ASHLEY: Exactly. The nursing shortage is persisting, even though nurses today make a good salary, largely due to the discontentment experienced by many nurses. So how can nursing leadership keep staff inspired and engaged?

PAUL: One thing I do is make an effort to know the name of every person who reports to me and a fact about them. I try to pick something that brings them joy: their child’s name, their new puppy, whatever lights them up. 

Then when I see them, I say, “How’s your kid?” or “How’s your dog?” Other people on my team have started doing it, too. Then, even if it’s not a good day, you’re working with a team that cares about each other, so joy—or at least a sense of belonging that may lead to joy—is there somewhere.

ASHLEY: That’s great. 

PAUL: I don’t think a “Here’s a slice of pizza” gesture makes a nurse feel genuinely cared for. But “Tell me about your family” shows you care about them as a person. 

FELESIA: I think level of leadership matters. Top-level leaders understand the importance of nurturing. But someone working on the floor doesn’t see them every day; they see a charge nurse who may or may not be skilled. 

Felesia Bowen, DNP, PhD ’10

I think that’s where professional development should be focused—on that first level of leadership, because immediate supervisors are the ones who determine if a floor nurse has a good day or a terrible day.

KEVIN: I agree that the relationships you cultivate with your staff are key. Just like Paul, I make a point of knowing something about everyone on my team. So I can say “Hey, how’s the new house?” or “How’s the family?” or whatever—some way to connect with them, so they feel seen. 

If leaders see staff, then staff feel seen and valued and respected. I don’t know if that alone cultivates joy, but it helps. 

LAURA: I think nurse managers and preceptors typically don’t get enough support for the important role they play in mentoring frontline staff. They’re the glue that holds it all together. But they’re not trained appropriately, they’re pulled in a thousand directions, and they’re responsible for so much—quality metrics, financial metrics, and so on. 

I worry about them, to be honest. It’s hard to be a manager—to be open and honest, to listen to your staff, to take calls at 9:00 at night and on weekends, to remember a fact about everybody who works for you. Being a middle manager is the worst—you get it from the top and the bottom. Yet the success of each new generation of nurses is dependent on the nurse managers and preceptors, so we need to take care of them. 

FELESIA: That’s exactly right. 

KEVIN: Laura, spot-on. Too often, they’re coping on their own. 

I think the visibility of senior leadership is important, so frontline managers feel connected to someone who supports them and values them. It’s a hard job. Most businesses don’t have managers with 100 direct reports, like nursing does.

So how does a nurse manager maintain joy amidst the day-to-day chaos, the average daily census, the churn, the smattering of other tasks, the staff complaints, who doesn’t want to work with who—it’s so much to juggle. They’re like Wallendas on the high wire. 

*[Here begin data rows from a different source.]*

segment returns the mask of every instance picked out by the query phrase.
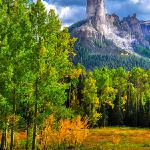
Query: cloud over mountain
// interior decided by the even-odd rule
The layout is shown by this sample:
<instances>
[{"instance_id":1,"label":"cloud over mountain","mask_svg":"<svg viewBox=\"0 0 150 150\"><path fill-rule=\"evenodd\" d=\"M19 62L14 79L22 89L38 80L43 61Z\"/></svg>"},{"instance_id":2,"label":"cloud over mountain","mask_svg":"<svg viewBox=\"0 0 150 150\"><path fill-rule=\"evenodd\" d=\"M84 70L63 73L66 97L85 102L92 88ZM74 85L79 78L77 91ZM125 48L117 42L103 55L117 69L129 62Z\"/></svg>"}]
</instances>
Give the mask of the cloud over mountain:
<instances>
[{"instance_id":1,"label":"cloud over mountain","mask_svg":"<svg viewBox=\"0 0 150 150\"><path fill-rule=\"evenodd\" d=\"M47 10L56 10L64 26L86 16L86 0L43 0L43 3ZM106 0L106 9L121 18L136 13L141 20L150 20L150 0Z\"/></svg>"}]
</instances>

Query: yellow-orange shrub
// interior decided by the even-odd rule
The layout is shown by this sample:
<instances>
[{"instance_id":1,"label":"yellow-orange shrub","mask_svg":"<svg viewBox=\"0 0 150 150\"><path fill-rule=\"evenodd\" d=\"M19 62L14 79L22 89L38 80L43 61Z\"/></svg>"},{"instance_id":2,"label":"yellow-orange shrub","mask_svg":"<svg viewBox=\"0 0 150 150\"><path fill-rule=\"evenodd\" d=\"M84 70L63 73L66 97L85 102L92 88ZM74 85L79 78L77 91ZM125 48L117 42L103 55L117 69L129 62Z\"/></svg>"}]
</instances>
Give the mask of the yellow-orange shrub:
<instances>
[{"instance_id":1,"label":"yellow-orange shrub","mask_svg":"<svg viewBox=\"0 0 150 150\"><path fill-rule=\"evenodd\" d=\"M38 136L39 148L47 149L50 146L81 145L86 139L89 130L87 121L82 121L80 116L74 120L61 119L59 127L54 128L54 116L51 115L44 122L45 128Z\"/></svg>"}]
</instances>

ASHLEY: Great points, everyone. That leads me to ask about a word we’re hearing a lot: “burnout.” Thoughts? 

LAURA: I actually think the word “burnout” should be removed from the lexicon. In every field, there’s some fatigue, some burnout—it’s not unique to health care. Maybe health care talks about it more, but people are feeling pressure in industry after industry. 

I think what we need to do is find what gives each of us joy. Maybe it’s nursing, maybe it’s family or a hobby, but whatever it is we have to find it. In some metropolitan areas, people work 100 hours a week because they value money and want to live well, and if that’s what they want, that’s fine. But for some of those people, maybe it’s not what they really want. You have to take stock of what you value, so you can prioritize it.

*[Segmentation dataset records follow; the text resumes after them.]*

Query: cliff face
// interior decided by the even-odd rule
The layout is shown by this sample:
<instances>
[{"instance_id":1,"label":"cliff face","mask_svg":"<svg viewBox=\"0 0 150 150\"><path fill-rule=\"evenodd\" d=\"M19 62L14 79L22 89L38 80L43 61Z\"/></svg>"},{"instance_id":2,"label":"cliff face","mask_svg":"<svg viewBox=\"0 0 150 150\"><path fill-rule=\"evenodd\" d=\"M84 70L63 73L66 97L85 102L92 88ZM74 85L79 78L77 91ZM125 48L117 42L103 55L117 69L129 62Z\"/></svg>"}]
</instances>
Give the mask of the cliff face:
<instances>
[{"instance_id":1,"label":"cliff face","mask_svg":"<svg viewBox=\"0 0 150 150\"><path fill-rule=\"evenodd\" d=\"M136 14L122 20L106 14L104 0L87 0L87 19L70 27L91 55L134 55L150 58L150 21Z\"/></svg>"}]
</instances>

PAUL: I agree. It gets to Felesia’s point about when she was in the military. If you’re in a period of struggle and are seeking only to escape it—to get out of the war zone, to go home at the end of the day, whatever—that day never comes. We need to find joy during a struggle. 

LAURA: I will say, and I’m making a generalization here, I feel that bad days used to be few and far between. But now much of our workforce feels like every day is a bad day, like they can’t catch their breath. Some places are in a vicious cycle of staffing shortages. 

KEVIN: True—and I would say that’s when the term burnout actually applies. When you have consistent understaffing, consistent disrespect, consistent devaluing of nurses—then I understand the concept of burnout. 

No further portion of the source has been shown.